Montaigne began writing his Essays late in life and, finding them worthwhile, dedicated himself to them till his end. He published three books. Reading them beginning to end, as I have, reveals a writer who becomes more comfortable and confident with time. His first essays are short, his topics less personal. His final essays are breathtaking in their aimless length and frankness.

As Montaigne changed over the course of his Essays as a writer, I changed as a reader. This has little to do with Montaigne and more to do with the circumstances of my life, which have altered me, sometimes radically, between bouts of reading. With each change, my appreciation for Montaigne grew. My first approach to Montaigne was as an intellectual; I examined his thoughts and tested his world view, comparing his philosophy with my own. I was disappointed. By the end of his Essays -- by today -- I learned to approach Montaigne as a person, a man like any other. Few of us will fail to recognize aspects of ourselves in this detailed auto-portrait. Montaigne, as is his project, fully displays his humanity; and in so doing he displays our own.

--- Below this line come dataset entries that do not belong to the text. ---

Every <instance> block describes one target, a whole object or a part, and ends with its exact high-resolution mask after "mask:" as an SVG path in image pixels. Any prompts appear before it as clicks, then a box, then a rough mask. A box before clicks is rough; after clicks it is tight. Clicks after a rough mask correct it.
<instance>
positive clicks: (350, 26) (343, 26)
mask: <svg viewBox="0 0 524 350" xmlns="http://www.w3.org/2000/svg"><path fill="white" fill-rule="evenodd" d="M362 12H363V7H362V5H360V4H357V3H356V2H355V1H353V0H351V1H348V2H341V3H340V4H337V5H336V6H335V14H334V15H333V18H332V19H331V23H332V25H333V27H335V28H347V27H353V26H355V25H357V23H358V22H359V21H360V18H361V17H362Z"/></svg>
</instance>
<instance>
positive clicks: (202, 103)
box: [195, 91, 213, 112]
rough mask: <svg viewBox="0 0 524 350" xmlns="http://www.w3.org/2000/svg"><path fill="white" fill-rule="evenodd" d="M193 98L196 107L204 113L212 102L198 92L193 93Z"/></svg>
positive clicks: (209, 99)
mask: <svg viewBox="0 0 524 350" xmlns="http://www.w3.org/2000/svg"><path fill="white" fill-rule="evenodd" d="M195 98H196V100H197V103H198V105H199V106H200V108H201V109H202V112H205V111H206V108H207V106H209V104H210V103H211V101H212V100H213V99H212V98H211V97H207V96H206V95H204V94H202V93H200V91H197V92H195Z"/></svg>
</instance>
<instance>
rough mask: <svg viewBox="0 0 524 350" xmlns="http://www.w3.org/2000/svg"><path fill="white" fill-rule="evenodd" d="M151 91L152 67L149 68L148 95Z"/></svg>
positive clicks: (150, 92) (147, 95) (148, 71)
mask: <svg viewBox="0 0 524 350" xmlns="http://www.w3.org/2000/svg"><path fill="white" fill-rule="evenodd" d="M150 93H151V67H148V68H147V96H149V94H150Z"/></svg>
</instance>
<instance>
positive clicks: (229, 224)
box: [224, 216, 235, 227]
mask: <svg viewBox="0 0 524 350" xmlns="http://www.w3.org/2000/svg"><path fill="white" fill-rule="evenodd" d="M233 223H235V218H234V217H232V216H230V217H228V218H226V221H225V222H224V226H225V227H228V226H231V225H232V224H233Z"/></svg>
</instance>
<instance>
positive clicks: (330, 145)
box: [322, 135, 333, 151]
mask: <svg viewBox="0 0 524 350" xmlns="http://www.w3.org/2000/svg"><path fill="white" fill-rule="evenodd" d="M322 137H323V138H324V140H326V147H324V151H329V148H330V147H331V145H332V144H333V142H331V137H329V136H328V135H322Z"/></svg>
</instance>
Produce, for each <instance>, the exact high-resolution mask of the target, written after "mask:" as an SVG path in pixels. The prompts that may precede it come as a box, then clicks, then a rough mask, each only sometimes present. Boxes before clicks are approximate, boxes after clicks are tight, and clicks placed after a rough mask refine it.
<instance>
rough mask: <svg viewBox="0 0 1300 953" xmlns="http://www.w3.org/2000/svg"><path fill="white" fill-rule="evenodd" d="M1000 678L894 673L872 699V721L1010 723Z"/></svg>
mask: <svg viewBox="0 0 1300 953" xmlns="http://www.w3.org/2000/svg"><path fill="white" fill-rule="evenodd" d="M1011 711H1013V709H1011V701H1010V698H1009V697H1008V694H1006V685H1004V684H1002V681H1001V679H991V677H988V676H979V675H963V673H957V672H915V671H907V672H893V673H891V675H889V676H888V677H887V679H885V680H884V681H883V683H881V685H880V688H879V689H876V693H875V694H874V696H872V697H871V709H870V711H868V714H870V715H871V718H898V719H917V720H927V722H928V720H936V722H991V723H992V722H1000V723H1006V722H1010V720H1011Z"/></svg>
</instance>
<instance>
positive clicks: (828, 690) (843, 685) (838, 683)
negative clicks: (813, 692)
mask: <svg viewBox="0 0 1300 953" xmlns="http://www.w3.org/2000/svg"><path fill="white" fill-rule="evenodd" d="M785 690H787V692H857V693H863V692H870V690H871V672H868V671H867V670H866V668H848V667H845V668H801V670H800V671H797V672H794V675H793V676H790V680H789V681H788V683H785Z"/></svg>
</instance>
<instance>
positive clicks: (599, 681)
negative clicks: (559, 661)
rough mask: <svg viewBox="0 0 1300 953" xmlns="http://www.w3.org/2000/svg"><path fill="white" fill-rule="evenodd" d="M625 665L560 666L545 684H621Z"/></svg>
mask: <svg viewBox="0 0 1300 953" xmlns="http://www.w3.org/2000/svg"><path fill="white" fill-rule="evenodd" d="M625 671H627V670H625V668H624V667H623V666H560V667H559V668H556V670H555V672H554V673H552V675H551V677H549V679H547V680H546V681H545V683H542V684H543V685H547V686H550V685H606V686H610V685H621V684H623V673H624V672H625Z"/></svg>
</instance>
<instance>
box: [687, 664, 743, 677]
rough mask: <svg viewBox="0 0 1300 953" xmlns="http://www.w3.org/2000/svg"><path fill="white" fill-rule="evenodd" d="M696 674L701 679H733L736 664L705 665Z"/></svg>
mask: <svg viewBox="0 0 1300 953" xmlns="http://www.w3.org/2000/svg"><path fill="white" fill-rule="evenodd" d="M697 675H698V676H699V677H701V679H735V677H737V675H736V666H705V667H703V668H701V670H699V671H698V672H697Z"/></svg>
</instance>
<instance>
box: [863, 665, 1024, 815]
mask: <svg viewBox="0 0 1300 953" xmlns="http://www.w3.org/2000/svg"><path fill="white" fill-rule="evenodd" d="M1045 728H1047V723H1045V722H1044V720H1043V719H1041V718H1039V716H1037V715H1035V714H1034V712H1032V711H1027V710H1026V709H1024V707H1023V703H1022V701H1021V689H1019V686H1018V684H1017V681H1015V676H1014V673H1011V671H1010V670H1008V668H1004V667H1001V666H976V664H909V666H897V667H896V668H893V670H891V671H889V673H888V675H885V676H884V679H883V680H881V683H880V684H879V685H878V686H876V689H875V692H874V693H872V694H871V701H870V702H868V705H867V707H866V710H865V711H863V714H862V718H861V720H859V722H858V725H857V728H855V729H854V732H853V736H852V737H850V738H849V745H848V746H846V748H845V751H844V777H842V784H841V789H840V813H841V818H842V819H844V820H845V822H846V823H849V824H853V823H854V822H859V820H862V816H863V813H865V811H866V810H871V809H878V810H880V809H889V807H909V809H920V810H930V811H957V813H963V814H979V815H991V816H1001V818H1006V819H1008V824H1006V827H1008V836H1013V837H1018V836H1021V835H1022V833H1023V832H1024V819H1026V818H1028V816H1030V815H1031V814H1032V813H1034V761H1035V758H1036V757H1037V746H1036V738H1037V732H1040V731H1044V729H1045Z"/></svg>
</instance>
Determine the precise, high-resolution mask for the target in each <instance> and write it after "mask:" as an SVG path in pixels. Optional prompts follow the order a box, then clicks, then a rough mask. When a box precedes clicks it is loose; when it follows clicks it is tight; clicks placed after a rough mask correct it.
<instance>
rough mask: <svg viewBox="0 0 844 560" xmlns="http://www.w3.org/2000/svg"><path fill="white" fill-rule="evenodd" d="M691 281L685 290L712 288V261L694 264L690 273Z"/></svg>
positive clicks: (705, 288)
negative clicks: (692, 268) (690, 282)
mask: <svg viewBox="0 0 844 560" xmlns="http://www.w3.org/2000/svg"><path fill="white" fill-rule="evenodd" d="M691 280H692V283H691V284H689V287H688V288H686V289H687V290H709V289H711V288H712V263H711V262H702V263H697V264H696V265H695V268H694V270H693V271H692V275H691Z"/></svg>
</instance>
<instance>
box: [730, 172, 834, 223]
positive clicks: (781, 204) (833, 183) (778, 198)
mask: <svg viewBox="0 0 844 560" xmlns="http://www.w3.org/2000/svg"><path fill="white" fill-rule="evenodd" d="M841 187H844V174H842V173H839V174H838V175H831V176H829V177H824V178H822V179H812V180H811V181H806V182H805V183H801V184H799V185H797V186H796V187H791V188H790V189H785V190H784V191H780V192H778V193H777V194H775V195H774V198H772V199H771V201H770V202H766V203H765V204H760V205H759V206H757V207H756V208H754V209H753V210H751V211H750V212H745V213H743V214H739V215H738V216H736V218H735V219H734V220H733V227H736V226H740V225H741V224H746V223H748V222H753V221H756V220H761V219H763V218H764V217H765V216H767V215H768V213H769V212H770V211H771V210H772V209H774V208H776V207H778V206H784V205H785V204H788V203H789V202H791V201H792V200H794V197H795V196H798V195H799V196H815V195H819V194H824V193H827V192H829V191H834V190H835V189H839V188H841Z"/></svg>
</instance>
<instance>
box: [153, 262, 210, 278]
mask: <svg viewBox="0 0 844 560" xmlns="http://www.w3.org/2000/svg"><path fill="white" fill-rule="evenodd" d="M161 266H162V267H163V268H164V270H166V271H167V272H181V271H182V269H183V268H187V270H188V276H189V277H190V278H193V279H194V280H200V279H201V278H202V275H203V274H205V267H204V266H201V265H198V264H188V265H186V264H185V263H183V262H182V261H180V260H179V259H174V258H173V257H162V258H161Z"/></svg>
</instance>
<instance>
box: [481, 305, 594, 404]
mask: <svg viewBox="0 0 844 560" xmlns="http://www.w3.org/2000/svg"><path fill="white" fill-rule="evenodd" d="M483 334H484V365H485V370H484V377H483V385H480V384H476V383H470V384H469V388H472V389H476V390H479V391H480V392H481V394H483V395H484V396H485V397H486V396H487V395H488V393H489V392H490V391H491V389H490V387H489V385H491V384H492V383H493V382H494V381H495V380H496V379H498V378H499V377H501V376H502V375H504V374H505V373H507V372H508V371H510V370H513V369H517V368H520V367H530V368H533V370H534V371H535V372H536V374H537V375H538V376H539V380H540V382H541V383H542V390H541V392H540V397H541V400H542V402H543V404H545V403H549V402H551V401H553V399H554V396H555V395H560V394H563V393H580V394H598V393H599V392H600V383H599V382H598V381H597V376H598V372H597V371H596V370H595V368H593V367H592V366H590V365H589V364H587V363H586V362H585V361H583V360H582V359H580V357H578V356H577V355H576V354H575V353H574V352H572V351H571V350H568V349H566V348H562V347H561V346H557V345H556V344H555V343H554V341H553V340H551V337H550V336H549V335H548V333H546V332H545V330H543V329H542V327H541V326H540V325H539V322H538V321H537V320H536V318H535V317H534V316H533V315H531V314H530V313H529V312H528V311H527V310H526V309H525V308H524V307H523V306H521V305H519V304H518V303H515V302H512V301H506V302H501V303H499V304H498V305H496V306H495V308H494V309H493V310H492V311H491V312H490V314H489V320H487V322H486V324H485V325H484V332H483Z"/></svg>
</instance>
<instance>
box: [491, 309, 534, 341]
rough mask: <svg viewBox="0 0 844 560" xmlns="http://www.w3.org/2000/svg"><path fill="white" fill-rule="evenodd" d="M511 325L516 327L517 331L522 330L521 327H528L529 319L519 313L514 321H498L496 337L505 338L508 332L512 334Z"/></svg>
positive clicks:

We set our stupidities in dignity when we set them in print.
From the start, I always read Montaigne with a pencil by my side. My book is now filled with faint markings, bracketing off passages and lines which struck me while I was reading. To read them now is an experience of its own. Some passages strike me as dull or bizarre, and I cannot imagine what crossed my mind when I first read them and found them worth highlighting; other passages strike me through the heart, onto which I am moved to inscribe such clear and simple wisdom. It is something when but a sentence is needed to question the virtue and depth of my soul; I have opened my book to find this modest line --
in an age when so many behave wickedly, it is almost praiseworthy merely to be useless.
I shall return to your Essays later in my life, Montaigne. Then will age be my aid.